Parents Count the Cost of Children’s Education
90% of British parents are planning to contribute to the cost of their child’s university education, according to new research compiled by HSBC.
The findings come after estimates emerged suggesting that graduates could face an average total bill of £48,409 if completing a degree course when the new fees system comes into place from September 2012.
Of course, that average total includes everything from living costs to university fees, but it remains a startling figure nonetheless.
The survey questioned 1000 parents with children currently under the age of 18 about their attitudes towards costs in higher education.
Of those parents who said they would contribute, which is still the vast majority, the responses as to how they planned to raise funds threw up some intriguing suggestions.
The responses included things like parents planning to work more overtime, downsize their existing properties and asking grandparents for help.
All of these suggestions can be considered hypothetical at this stage, but they do raise an interesting point for consideration in the long term.
How can parents justify putting large sums towards their child’s higher education if there is little prospect of a job for their child at the end of the process?
While the amount of graduate jobs available has risen slightly from last year, the amount of applications has also risen to unprecedented levels.

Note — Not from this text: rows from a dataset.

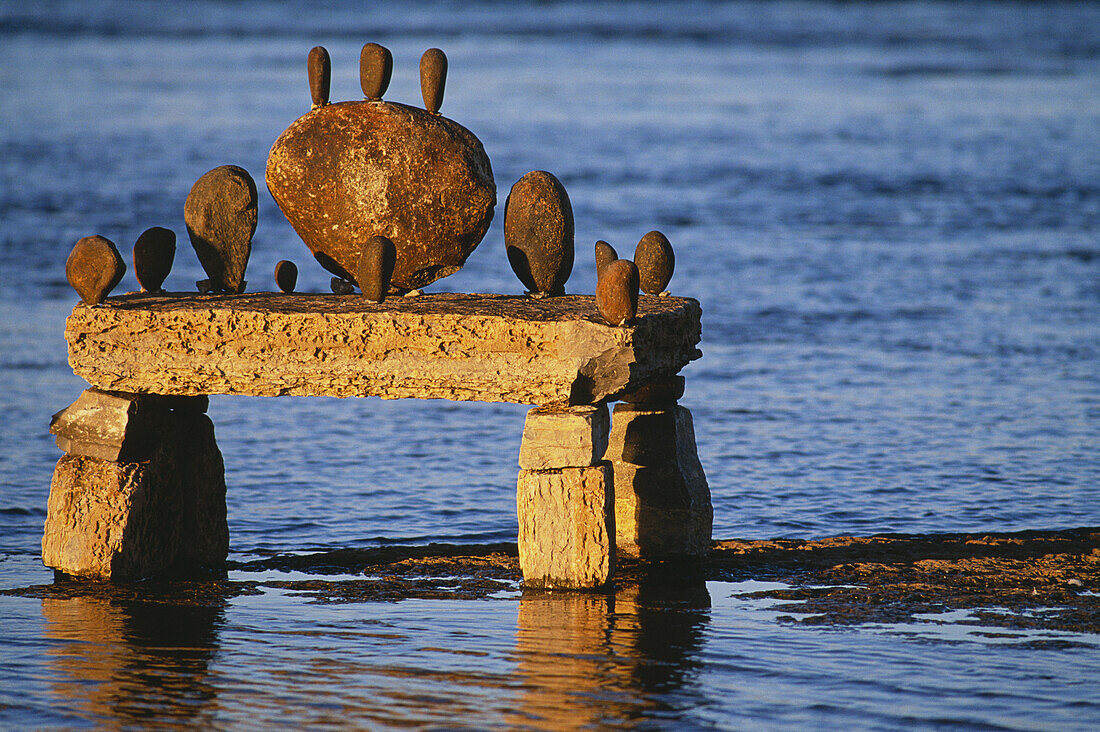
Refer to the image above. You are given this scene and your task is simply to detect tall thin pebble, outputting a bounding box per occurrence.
[634,231,677,295]
[65,234,127,305]
[133,227,176,293]
[359,43,394,101]
[596,260,638,326]
[306,46,332,109]
[420,48,447,114]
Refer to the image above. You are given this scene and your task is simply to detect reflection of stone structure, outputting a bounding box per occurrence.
[44,294,710,587]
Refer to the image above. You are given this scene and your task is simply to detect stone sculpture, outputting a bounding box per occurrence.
[596,239,618,277]
[266,44,496,292]
[359,43,394,101]
[596,260,638,326]
[184,164,260,293]
[356,237,397,303]
[634,231,677,295]
[133,227,176,293]
[65,236,127,305]
[306,46,332,109]
[504,171,573,295]
[275,260,298,293]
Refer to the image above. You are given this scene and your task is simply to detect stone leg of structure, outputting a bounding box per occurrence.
[516,404,615,589]
[604,376,714,559]
[42,389,229,580]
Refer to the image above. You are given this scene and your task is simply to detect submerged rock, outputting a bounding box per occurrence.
[634,231,677,295]
[133,227,176,293]
[184,164,260,293]
[596,260,638,326]
[65,236,127,305]
[358,237,397,303]
[267,96,496,289]
[504,171,573,295]
[275,260,298,293]
[596,239,618,281]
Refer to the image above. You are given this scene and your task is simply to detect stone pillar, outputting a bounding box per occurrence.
[604,376,714,559]
[42,389,229,580]
[516,404,615,588]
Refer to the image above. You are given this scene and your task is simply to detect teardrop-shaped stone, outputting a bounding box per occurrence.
[355,237,397,303]
[134,227,176,293]
[420,48,447,114]
[359,43,394,101]
[65,236,127,305]
[275,260,298,293]
[634,231,677,295]
[306,46,332,107]
[504,171,573,295]
[596,260,638,326]
[596,239,618,282]
[184,165,256,293]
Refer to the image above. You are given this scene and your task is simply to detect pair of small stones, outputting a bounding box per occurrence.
[306,43,447,114]
[595,231,675,326]
[65,227,176,305]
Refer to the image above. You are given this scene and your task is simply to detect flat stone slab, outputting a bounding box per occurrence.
[65,293,701,405]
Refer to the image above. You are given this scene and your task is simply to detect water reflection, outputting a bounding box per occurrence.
[42,597,224,726]
[512,577,711,729]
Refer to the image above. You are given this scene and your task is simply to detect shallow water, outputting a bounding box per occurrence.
[0,1,1100,729]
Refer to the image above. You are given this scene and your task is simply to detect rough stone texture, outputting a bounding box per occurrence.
[595,239,618,282]
[184,165,257,293]
[634,231,677,295]
[65,293,701,405]
[133,227,176,293]
[65,236,127,305]
[306,46,332,109]
[275,260,298,293]
[42,413,229,580]
[504,171,573,295]
[356,237,397,303]
[596,260,638,326]
[605,404,714,559]
[359,43,394,101]
[516,463,615,588]
[267,101,496,289]
[420,48,447,114]
[519,404,612,470]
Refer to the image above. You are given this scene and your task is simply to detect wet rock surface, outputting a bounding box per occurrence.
[266,101,496,289]
[184,165,257,293]
[134,227,176,293]
[504,171,573,295]
[65,236,127,305]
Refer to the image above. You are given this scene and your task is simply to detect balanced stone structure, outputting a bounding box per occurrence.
[49,293,710,588]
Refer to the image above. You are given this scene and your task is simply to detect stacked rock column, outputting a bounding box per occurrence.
[516,404,615,588]
[604,376,714,559]
[42,389,229,580]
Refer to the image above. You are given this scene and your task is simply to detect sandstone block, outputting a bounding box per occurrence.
[605,404,714,558]
[42,412,229,580]
[516,463,615,589]
[519,404,611,470]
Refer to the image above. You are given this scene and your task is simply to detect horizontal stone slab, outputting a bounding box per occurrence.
[65,293,701,405]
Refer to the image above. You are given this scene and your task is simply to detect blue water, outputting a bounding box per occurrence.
[0,0,1100,729]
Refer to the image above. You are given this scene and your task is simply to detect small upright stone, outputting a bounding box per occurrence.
[596,239,618,277]
[420,48,447,114]
[504,171,573,295]
[359,43,394,101]
[275,260,298,293]
[65,236,127,305]
[306,46,332,109]
[356,237,397,303]
[184,165,256,293]
[634,231,677,295]
[596,260,638,326]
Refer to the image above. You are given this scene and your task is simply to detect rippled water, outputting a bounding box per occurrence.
[0,0,1100,729]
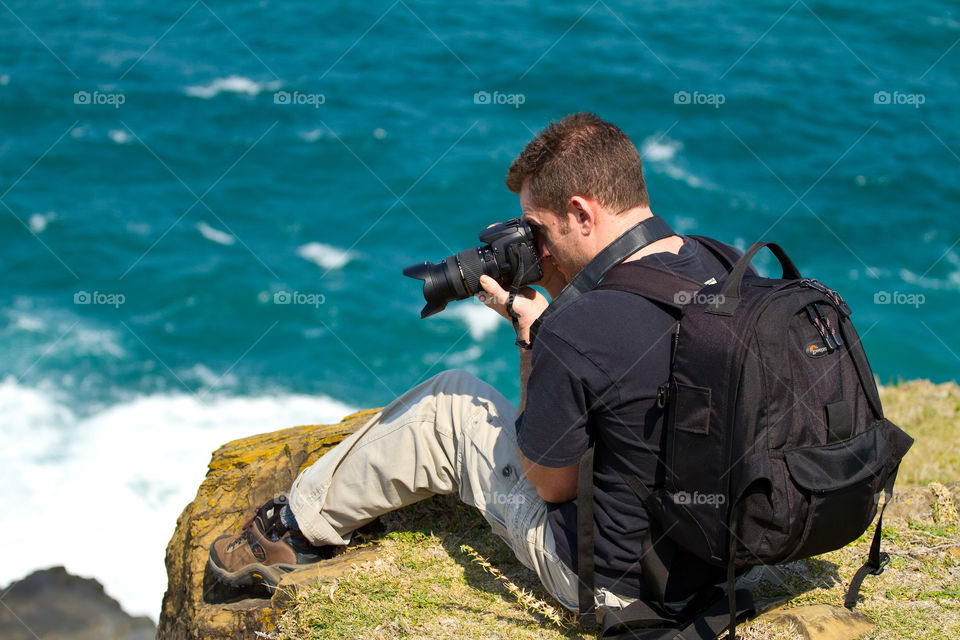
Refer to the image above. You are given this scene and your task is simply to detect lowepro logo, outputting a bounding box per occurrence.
[804,342,830,358]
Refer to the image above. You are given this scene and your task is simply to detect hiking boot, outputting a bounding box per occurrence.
[207,496,342,587]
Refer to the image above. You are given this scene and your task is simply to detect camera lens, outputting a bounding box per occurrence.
[403,219,542,318]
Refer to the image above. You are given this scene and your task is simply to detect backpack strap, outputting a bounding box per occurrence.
[598,587,756,640]
[843,465,900,609]
[687,236,743,271]
[530,216,675,344]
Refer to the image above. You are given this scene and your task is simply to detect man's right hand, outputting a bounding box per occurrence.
[478,276,550,342]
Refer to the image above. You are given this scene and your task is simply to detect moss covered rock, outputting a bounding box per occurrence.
[157,410,376,640]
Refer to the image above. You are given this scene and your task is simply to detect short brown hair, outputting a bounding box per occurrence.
[506,112,650,214]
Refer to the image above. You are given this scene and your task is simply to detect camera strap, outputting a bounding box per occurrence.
[507,245,533,351]
[524,216,675,348]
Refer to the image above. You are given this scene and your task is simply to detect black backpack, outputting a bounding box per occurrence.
[535,218,913,639]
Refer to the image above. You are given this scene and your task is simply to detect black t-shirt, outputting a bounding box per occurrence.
[516,238,726,598]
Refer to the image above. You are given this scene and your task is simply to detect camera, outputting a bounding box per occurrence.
[403,218,543,318]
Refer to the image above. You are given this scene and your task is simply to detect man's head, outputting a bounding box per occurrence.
[506,113,650,281]
[506,113,650,214]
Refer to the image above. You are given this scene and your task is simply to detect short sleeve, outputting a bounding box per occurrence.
[516,327,593,468]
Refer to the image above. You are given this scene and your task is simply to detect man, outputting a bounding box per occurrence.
[210,113,725,610]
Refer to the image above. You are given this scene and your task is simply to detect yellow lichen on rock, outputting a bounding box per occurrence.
[157,409,377,640]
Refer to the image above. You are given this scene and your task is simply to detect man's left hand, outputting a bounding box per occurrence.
[477,275,550,341]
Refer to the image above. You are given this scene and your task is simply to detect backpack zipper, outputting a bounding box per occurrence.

New research also suggests that more than a quarter of this year’s graduates are expected to move back in with their parents upon completing their degree course.
It is hardly an attractive proposition that you could spend a vast amount of money on your child’s education only to see them move in with you immediately after they complete their studies.
With the average cost of a 3 year BA course expected to cost around £50,000 for anyone starting in 2012, parents who are willing to contribute towards their child’s education may have to look into securing loans or getting hold of a prepaid credit card.